Unsere erste Nacht in den Westfjorden – und die erste in dieser Unterkunft – verbringen wir erstaunlich ruhig. Wir schlafen gut und gehen am Morgen in den großen Frühstücksraum. Dort werden wir nicht nur vom Duft nach Kaffee begrüßt, sondern auch von einem ziemlich eindrucksvollen Papagei, der offenbar fest zum Inventar gehört.

Bevor wir losfahren, schauen wir uns noch etwas auf der Farm um. Natürlich gibt es hier Pferde. Island ohne Pferde wäre schließlich kaum vorstellbar. Dann starten wir einfach in den Tag – ohne festen Plan, nur mit dem Wunsch, die Westfjorde zu entdecken.

Und ich entdecke ein neues Hobby: Verkehrszeichen fotografieren. Auf Island sind sie herrlich selbsterklärend – zum Glück mit Symbolen und nicht mit isländischen Wörtern, die wir ohnehin nicht lesen könnten. Besonders spannend:

  • Die Hinweise auf F-Straßen, die man nur mit 4×4 befahren darf. Wer mit normalem Auto hinein fährt, bleibt schnell stecken – und ist nicht versichert.
  • Schmale Brücken mit nur einer Fahrspur. Man verständigt sich einfach nonverbal, wer zuerst fährt. Und es funktioniert.
  • Der „Übersetzblindkopf“ – Hügelkuppen, bei denen man nicht sehen kann, wer auf der anderen Seite kommt. Also langsam und aufmerksam.

Irgendwann halten wir an einem Fluss und spazieren ein Stück am Ufer entlang. Allerdings werden wir dort nicht nur von Landschaft begrüßt, sondern von einer ganzen Kolonie Küstenseeschwalbe. Die Bodenbrüter verteidigen ihre Jungen kompromisslos. Frank wedelt mit der Kamera über dem Kopf, wir fuchteln mit allem, was wir haben – Hauptsache, die Vögel picken nicht auf unseren Köpfen herum.
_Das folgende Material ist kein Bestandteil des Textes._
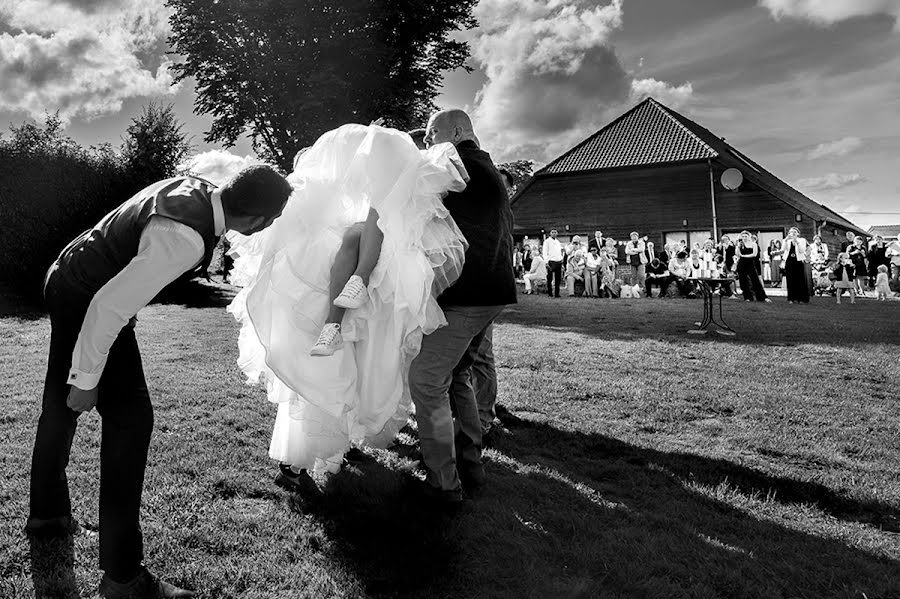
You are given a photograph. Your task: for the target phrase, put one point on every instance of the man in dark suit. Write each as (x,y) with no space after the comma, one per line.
(440,376)
(596,241)
(93,292)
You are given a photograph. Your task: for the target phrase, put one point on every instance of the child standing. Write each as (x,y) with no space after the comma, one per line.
(881,283)
(845,275)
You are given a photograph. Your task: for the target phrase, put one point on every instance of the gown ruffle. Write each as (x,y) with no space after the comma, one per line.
(360,395)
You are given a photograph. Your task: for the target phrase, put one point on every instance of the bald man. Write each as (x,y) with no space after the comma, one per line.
(440,376)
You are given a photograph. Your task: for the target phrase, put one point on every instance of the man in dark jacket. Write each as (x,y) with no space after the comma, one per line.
(93,292)
(440,377)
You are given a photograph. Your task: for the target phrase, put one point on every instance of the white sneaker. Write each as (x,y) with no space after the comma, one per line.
(353,295)
(329,341)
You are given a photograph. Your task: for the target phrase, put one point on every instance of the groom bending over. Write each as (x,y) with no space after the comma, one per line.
(439,377)
(93,291)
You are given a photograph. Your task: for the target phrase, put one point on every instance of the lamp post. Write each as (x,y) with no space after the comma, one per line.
(712,199)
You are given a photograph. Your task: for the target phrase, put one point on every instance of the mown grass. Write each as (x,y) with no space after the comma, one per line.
(639,462)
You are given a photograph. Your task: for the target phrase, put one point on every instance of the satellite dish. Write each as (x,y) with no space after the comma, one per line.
(732,179)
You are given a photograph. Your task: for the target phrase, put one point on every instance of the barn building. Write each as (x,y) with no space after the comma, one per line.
(657,172)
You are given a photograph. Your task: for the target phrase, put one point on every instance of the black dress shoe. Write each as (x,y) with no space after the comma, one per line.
(448,498)
(357,456)
(471,475)
(295,482)
(144,586)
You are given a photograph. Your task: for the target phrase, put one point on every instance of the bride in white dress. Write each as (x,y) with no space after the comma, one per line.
(360,394)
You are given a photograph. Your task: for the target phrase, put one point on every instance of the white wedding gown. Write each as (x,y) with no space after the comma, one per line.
(360,395)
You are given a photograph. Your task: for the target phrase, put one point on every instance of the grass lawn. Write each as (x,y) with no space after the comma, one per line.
(639,462)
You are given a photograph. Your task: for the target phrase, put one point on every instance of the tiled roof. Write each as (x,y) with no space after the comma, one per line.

Am Ufer liegen unzählige Muscheln, kleine Schalen überall verteilt. Dazwischen wächst lilafarbenes Pflanzenzeug, das wir nicht bestimmen können. Und immer wieder sehen wir Wollgras, das im Wind wippt.

Später erreichen wir die Arctic Fox Centre. Im Reiseführer hatte ich gelesen, dass man hier zwei Polarfüchse sehen könne. Vor Ort erfahren wir jedoch, dass diese inzwischen verstorben sind.

Stattdessen leben hier zwei junge Füchse, deren Mutter tödlich verunglückt ist. Sie waren noch zu klein, um allein zu überleben, und wurden aufgenommen. Jagen lernen konnten sie nicht mehr von ihrer Mutter – deshalb werden sie ihr Leben lang hier betreut. Sie bekommen Futter und Freigang, bleiben aber auf menschliche Hilfe angewiesen. Ein bisschen traurig – und gleichzeitig schön zu wissen, dass sie versorgt sind.

Von dort aus fahren wir weiter, halten hier und da, steigen immer wieder aus und laufen ein Stück. Später gönnen wir uns noch Waffeln, bevor wir an einem weiteren Flusssee landen. Dort fotografieren wir Enten und sogar Robben. Am Ufer liegen mehrere rostige Schiffe – eine fast surreale Kulisse zwischen Wasser, Bergen und Metall.

Am Abend sind wir müde, aber zufrieden. Wir fahren zurück zur Unterkunft – und schlafen wieder tief und fest in den stillen Westfjorden.